Principled Missing Data Treatments.

机构信息

Institute for Measurement, Methodology, Analysis, and Policy, Texas Tech University, Lubbock, USA.

出版信息

Prev Sci. 2018 Apr;19(3):284-294. doi: 10.1007/s11121-016-0644-5.

Abstract

We review a number of issues regarding missing data treatments for intervention and prevention researchers. Many of the common missing data practices in prevention research are still, unfortunately, ill-advised (e.g., use of listwise and pairwise deletion, insufficient use of auxiliary variables). Our goal is to promote better practice in the handling of missing data. We review the current state of missing data methodology and recent missing data reporting in prevention research. We describe antiquated, ad hoc missing data treatments and discuss their limitations. We discuss two modern, principled missing data treatments: multiple imputation and full information maximum likelihood, and we offer practical tips on how to best employ these methods in prevention research.
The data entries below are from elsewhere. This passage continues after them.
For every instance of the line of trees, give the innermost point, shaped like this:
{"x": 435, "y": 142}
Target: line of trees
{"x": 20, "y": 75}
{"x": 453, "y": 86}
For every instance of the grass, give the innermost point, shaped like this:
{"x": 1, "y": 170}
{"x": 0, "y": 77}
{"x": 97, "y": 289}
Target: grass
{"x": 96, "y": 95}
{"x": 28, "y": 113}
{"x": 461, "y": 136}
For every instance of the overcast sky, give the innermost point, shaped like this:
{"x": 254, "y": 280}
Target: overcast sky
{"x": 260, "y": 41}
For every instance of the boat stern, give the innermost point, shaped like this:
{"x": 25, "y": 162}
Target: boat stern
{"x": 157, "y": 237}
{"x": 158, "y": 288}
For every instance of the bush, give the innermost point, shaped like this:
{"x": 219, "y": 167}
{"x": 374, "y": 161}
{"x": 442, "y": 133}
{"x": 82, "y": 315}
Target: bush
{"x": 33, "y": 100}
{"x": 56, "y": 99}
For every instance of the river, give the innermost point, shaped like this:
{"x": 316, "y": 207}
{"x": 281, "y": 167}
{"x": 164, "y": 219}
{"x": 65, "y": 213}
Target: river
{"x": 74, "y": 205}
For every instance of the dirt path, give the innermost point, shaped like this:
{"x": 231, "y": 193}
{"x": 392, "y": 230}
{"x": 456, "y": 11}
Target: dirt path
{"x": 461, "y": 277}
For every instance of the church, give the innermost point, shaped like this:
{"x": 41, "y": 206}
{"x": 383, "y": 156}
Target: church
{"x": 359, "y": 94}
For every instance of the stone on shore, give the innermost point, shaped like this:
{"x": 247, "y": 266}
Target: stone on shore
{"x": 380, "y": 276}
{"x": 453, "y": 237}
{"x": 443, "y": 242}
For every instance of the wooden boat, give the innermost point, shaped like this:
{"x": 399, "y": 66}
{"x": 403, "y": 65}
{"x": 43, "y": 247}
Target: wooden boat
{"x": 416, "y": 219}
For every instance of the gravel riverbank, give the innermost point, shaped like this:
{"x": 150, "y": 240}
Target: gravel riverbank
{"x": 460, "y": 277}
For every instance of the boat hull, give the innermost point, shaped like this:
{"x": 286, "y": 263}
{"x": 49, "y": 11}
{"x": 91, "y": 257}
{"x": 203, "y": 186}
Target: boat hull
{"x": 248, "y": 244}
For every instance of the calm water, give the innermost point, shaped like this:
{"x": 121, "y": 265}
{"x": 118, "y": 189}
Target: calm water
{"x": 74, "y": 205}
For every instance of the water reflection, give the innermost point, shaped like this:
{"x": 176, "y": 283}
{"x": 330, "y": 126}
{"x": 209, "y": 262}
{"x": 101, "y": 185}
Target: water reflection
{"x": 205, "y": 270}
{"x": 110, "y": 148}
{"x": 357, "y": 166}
The principled missing data treatments that we discuss are couched in terms of how they improve causal and statistical inference in the prevention sciences. Our recommendations are firmly grounded in missing data theory and well-validated statistical principles for handling the missing data issues that are ubiquitous in biosocial and prevention research. We augment our broad survey of missing data analysis with references to more exhaustive resources.

摘要

我们回顾了一些关于干预和预防研究中缺失数据处理的问题。不幸的是,许多预防研究中常见的缺失数据实践仍然是不明智的(例如,使用完全删除和成对删除,辅助变量的使用不足)。我们的目标是促进缺失数据处理方面的更好实践。我们回顾了缺失数据方法的现状和预防研究中最近的缺失数据报告。我们描述了过时的、特定于问题的缺失数据处理方法,并讨论了它们的局限性。我们讨论了两种现代的、有原则的缺失数据处理方法:多重插补和完全信息最大似然法,并提供了在预防研究中如何最好地使用这些方法的实用技巧。我们讨论的有原则的缺失数据处理方法是基于它们如何改善预防科学中的因果推断和统计推断。我们的建议是基于缺失数据理论和处理生物社会和预防研究中普遍存在的缺失数据问题的经过良好验证的统计原则。我们通过引用更详尽的资源来扩充我们对缺失数据分析的广泛调查。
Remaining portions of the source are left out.